The Turkish government denies limiting freedom of press, and claims instead that the imprisonment of most of the convicts has nothing to do with their journalistic activities. The Justice Ministry argued that certain non-governmental organizations have published various numbers about imprisoned journalists that were not based on "healthy information."

As mentioned by RWB in a long and detailed report on freedom of the press in Turkey, however, reporting about certain topics is still routinely punished by the Turkish courts. Time magazine reports that "the government's 'you're either with us or against us' attitude has created a palpable sense of repression in the press, particularly since media and business interests are closely linked. The main government-critical news group, Dogan, was slapped with 4.8 billion lira ($3.05 billion) in tax fines in 2009 after a row with the government over corruption allegations involving members of the AKP party. […] Reporters worry that they might lose their press card or be banned from further meetings. Erdogan has personally sued dozens of cartoonists and journalists for defamation. Under his administration, thousands of websites have been shut down at times, including YouTube, Vimeo and Blogger".

The international community should immediately place media freedom and human rights at the center of its relation with Turkey.

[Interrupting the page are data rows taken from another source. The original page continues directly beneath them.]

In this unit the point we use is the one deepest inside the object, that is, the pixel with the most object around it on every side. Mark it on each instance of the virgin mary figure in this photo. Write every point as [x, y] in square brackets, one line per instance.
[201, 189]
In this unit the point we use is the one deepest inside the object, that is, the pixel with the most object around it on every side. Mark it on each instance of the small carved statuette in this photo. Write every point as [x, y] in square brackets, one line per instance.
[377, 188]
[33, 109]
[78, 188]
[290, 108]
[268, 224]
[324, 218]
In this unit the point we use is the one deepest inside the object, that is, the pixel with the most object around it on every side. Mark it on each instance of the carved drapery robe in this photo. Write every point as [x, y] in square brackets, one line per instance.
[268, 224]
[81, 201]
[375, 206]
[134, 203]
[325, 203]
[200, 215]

Arne König, President of the European Federation of Journalists (EFJ), said that there should be more information in the West on what it is happening in Turkey. He expressed concern that Turkey is not as much under pressure from the outside world a much as it used to be in the past. In his opinion, the member states of the European Union have been manipulative in terms of press freedom. König also said that the imprisonment of journalists has shown a lack of democracy in Turkey, and that there is a long way to go before democracy will be enacted. This lack of democracy, however, is apparently the kind of "moralpolitik" that the Turkish government seems proud to pursue in its policy, and that the media seem content to let it entrench.